In case of too often than required regeneration, the same, more than required water will be there in the salt tank. So, program the timer all over again, and check if it is functioning rightly.

How to Empty your softener’s salt tank?

There are many more causes that can lead to water overflowing the brine tank or standing. I am sure you will diagnose it, if none of them all is working for you, the best would be to drain the brine tank, and maintain or service it once more.

Water softeners require proper maintenance, their resin beads in some cases required to be replaced in every 12-months, maybe the resin tank is not accepting more resin, and your softener still is pushing more water to the brine tank, which is leading to more than required water staying.

Dump the Water

If nothing is working out for you, maybe you should dump the water standing in the brine tank. You can take assistance to take the tank to the location where you are dumping it.

Keep in mind that this solution is mixed with high sodium intake, if any animal consumes it, this can deteriorate its health, so be careful.

Or if you can’t lift the heavy tank, scoop it out. Use a bucket or bowl to remove all the brine solution, as well as the standing water, and dump the salt and water.

Manual regeneration

Now, when you have removed all the remaining solutions, you can check where the issue is in the brine tank.

Try to check the mentioned ones, if not, then check the resin beads, if it has been ages since you replaced the resin beads, do it, maybe the resin beads have reached their lifespan and required replacement.

Program your water softener, set its timer again, and follow all the steps required for regeneration.

You can use a vacuum to suck all the brine solution stuck in the corners. You can clean all the valves, brine tube, and other parts which take part in bringing water or brine solution to or from the brine tank, it is more like maintenance of the brine tank.

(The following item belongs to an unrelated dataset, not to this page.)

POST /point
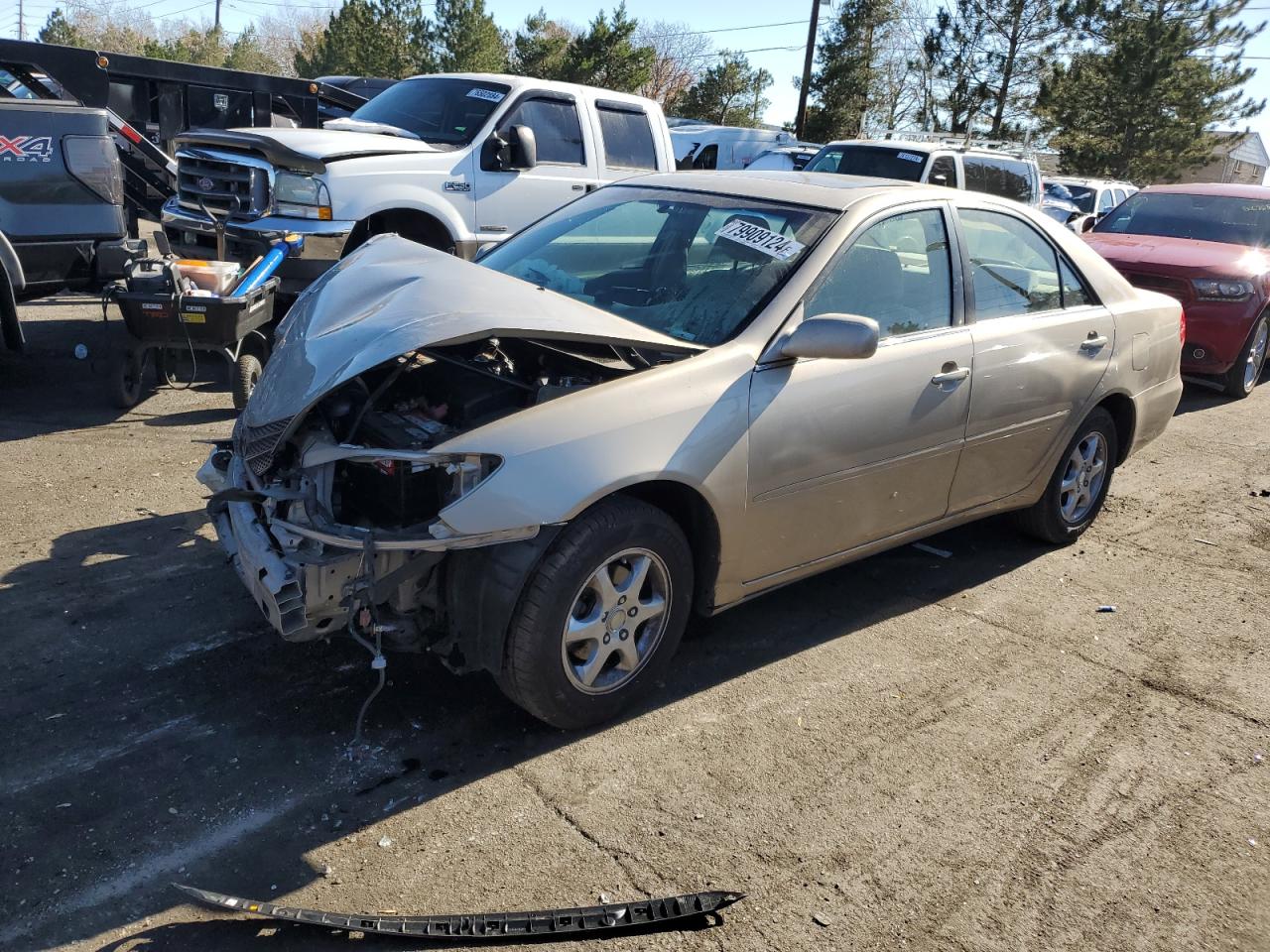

Why Don’t I see water in the water softener brine tank?

In the water softener’s brine tank, the salt level is always set higher than the water level. That means, there is water in the brine tank, but it is lower than the salt, that’s why you can’t see it.

Or maybe, there is actually no water in the brine tank. Because modern softeners take tap water for mixing the salt just 3-4 hours before the regeneration cycle begins.

So, this allows the salt tank to mix the water with the salt to make a brine solution, which will be used for the regeneration.

Is it better to have water in the salt tank just before regeneration?

In new water softeners, it is set that the softeners take water just before a few hours of the regeneration cycle. And if it is not set, you can set it manually.

It is better, the top benefits are, the salt will not be sitting in the tank for a long time, which leads to salt clump and in some cases salt bridges.

And if you are not using high-quality salt, prolonged hours of water standing in the salt can lead to odors and in some cases bacteria growth too.

So whatever system you have, the water in the softener brine tank should not be more than 3 to 6 gallons or one-third of the way up the tank.


Water standing in the brine or salt tank is nothing a big deal. Water is required for mixing the salt, to make the brine solution, which then will go into the resin tank to rejuvenate the resin beads for further softening the water.

But, if there is too much water standing in there, and no salt is being used, that means, that standing water is a sign of something bad has happened.

You can find the issue, we also mentioned some in our posts, and most of the time, there will be one among those mentioned.

If nothing works out for you, the better would be you empty the water softener brine tank, rinse it off, clean its different parts, and regenerate it manually.